Beruntung, dekat tempat tinggalnya terdapat toko yang buka 24 jam. Seokmin hanya perlu berjalan kaki selama 5 menit hingga sampai ke sana. Senyum pemuda mancung itu merekah. Terkekeh kecil, sambil meraih dompetnya. Menyerahkan uang sesuai harga yang tertera. "Tidak hanya perutku yang harus diisi."

"Wah... Kau sudah memiliki kekasih? Siapa gadis yang tertimpa sial itu?"

Seokmin tertawa nyaring mendengarnya. "Sialan sekali kau."

Ucapan penjaga toko tadi terekam jelas di otaknya. Kekasih? Lucu sekali. Seokmin tak berpikir demikian, padahal. Namun entah kenapa, gairah hidupnya lagi-lagi mencuak hingga dua kali lipat. Seokmin mendongak. Bias warna kuning mulai terlihat. Seokmin melajukan langkah. Tergesa-gesa.

Perut Seokmin sudah terisi penuh. Sarapan telah dilewatinya dengan sangat baik. Sekarang, waktunya untuk menyiapkan bekal. Makanan yang berbeda, agar ia sendiri tak merasa bosan. Dengan telaten Seokmin mengolah nasi yang sempat dimasaknya untuk sarapan menjadi nasi goreng. Lalu memasukkan sedikit kimchi sebagai langkah penutup.

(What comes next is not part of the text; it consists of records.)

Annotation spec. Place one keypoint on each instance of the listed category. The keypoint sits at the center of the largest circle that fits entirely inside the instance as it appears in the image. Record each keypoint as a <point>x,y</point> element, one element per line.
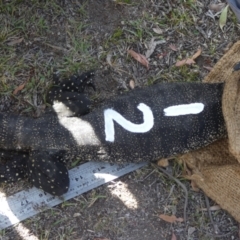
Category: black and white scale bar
<point>83,178</point>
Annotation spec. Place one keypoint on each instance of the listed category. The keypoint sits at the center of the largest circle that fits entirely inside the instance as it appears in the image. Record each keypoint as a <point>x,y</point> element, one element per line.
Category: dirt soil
<point>39,37</point>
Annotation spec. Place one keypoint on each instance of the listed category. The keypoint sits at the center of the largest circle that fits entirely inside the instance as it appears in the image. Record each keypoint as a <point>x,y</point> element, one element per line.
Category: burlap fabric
<point>216,168</point>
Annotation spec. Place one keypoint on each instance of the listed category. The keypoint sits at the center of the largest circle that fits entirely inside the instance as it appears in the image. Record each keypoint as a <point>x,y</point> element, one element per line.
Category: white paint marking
<point>183,109</point>
<point>110,115</point>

Tugas Seokmin hari ini; mengajari Jisoo menggunakan sendok. Seokmin tidak boleh menyuapi gadis itu terus. Jisoo harus mandiri. Tangan kotor akibat bekas makanan dilap Seokmin sembarangan. Ke baju dan celana. Biarlah. Lagipula Seokmin sendiri juga belum mandi. Sebelum berangkat saja nanti. Supaya masih wangi begitu sampai di butik.

Beres dengan semua bekal, Seokmin meletakkannya ke ruang tengah yang tak seberapa besarnya. Hanya ada meja dan TV kecil di sana. Juga sepeda yang terparkir dekat pintu. Jika tidak dimasukkan, sepeda itu bisa hilang. Benda berharga Seokmin satu-satunya. Harus dijaga dengan baik.

Kembali menyikat gigi, menggunakan sabun dan sampo. Semuanya lengkap. Tubuh Seokmin sudah wangi. Ditambah parfum yang disemprotkan tak kira-kira jumlahnya. Seragam bekerja ditutupi oleh jaket berwarna abu. Oke, penampilan Seokmin hari ini begitu berbeda dari hari sebelumnya. Senyum merekah, begitu mengingat ada orang lain yang menunggunya di butik. Bahkan Seokmin berangkat ke butik satu jam sebelum jam beroperasi dimulai.